3b. Hemorrhagia per arrosionem (erosion)

  • Peptic ulcer — aggressive gastric juice (HCl, pepsin) erodes mucosa and disrupts vessels.
  • Inflammatory bowel disease — ulcerative colitis / Crohn’s ulcers erode mucosal vessels.
  • Tumor erosion — neoplastic tissue invades and ruptures a vessel.

3c. Hemorrhagia per diapedesim (leakage)

Wall becomes leaky without a definitive lesion; RBCs penetrate through capillaries. Sized as:

  • Petechiae — 1–2 mm
  • Purpura — 3–5 mm
  • Ecchymoses — large bruises on skin/visceral surfaces

Causes:

  • Thrombopathies (platelet count <20,000/µL): aplastic anemia, bone-marrow infiltration (leukemia/metastasis), infection/sepsis, immune thrombocytopenia.
  • Coagulopathies: cirrhosis/hepatic failure (↓ factors II, VII, IX, X), DIC (consumption), hemophilia A (factor VIII) / B (factor IX).
  • Vasculopathies: hypoxia, infection, vitamin C deficiency (↓ collagen synthesis), vasculitis (e.g.

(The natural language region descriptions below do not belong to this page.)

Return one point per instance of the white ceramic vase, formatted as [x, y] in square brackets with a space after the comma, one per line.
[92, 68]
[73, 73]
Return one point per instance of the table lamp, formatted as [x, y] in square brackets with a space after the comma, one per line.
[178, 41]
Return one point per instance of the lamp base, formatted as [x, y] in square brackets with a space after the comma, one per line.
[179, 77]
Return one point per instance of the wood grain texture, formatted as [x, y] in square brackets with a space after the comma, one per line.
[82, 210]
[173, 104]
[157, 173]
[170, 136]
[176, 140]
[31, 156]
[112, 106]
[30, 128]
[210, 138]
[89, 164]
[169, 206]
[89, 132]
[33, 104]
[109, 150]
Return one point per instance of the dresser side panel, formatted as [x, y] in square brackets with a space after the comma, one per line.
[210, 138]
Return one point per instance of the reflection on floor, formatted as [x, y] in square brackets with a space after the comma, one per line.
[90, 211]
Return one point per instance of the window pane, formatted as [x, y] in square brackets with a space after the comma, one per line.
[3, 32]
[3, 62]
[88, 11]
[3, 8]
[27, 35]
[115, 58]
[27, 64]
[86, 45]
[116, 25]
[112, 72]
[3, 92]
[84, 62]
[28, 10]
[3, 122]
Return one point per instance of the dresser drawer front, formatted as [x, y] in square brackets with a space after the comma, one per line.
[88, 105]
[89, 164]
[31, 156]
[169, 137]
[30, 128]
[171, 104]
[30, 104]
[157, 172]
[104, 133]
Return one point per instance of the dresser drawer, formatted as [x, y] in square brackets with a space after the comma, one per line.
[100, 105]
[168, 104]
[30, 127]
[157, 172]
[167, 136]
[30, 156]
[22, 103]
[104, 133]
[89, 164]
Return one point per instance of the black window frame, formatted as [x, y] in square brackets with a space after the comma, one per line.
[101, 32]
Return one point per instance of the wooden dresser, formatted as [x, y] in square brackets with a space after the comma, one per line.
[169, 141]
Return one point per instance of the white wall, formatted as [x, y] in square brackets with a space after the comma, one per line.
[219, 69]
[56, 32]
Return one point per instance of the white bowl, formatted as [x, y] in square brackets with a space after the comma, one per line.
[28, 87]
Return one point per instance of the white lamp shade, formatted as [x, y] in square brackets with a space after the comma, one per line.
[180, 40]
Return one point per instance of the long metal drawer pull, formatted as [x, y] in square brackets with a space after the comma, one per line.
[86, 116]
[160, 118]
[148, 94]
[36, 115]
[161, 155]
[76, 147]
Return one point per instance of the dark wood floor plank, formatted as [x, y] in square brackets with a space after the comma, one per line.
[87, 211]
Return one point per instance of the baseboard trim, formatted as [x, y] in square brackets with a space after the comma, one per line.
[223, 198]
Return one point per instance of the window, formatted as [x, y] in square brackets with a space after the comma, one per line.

Henoch–Schönlein purpura).

4. Laboratory work-up

  • Bleeding time (~3–10 min) — overall primary hemostasis.
  • Prothrombin time (PT) — extrinsic pathway (factors VII, X, V, prothrombin, fibrinogen).
  • Platelet count — normal ~150–400 × 10⁹/L.

Differential diagnosis of skin hemorrhages: thrombocytopenia + prolonged PT → sepsis/DIC; thrombocytopenia + normal PT → ITP, aplastic anemia, marrow tumor; normal platelets + prolonged PT → factor deficiency; normal platelets + normal PT + prolonged bleeding time → platelet dysfunction; all normal → trauma.

💡 High-yield: Three mechanisms — per rhexim (rupture), per arrosionem (erosion), per diapedesim (leakage). Petechiae (1–2 mm) → purpura (3–5 mm) → ecchymoses. Epidural = middle meningeal artery + lucid interval; subdural = bridging veins; subarachnoid = berry aneurysm. PT screens factor deficiency; thrombocytopenia + DIC labs point to sepsis.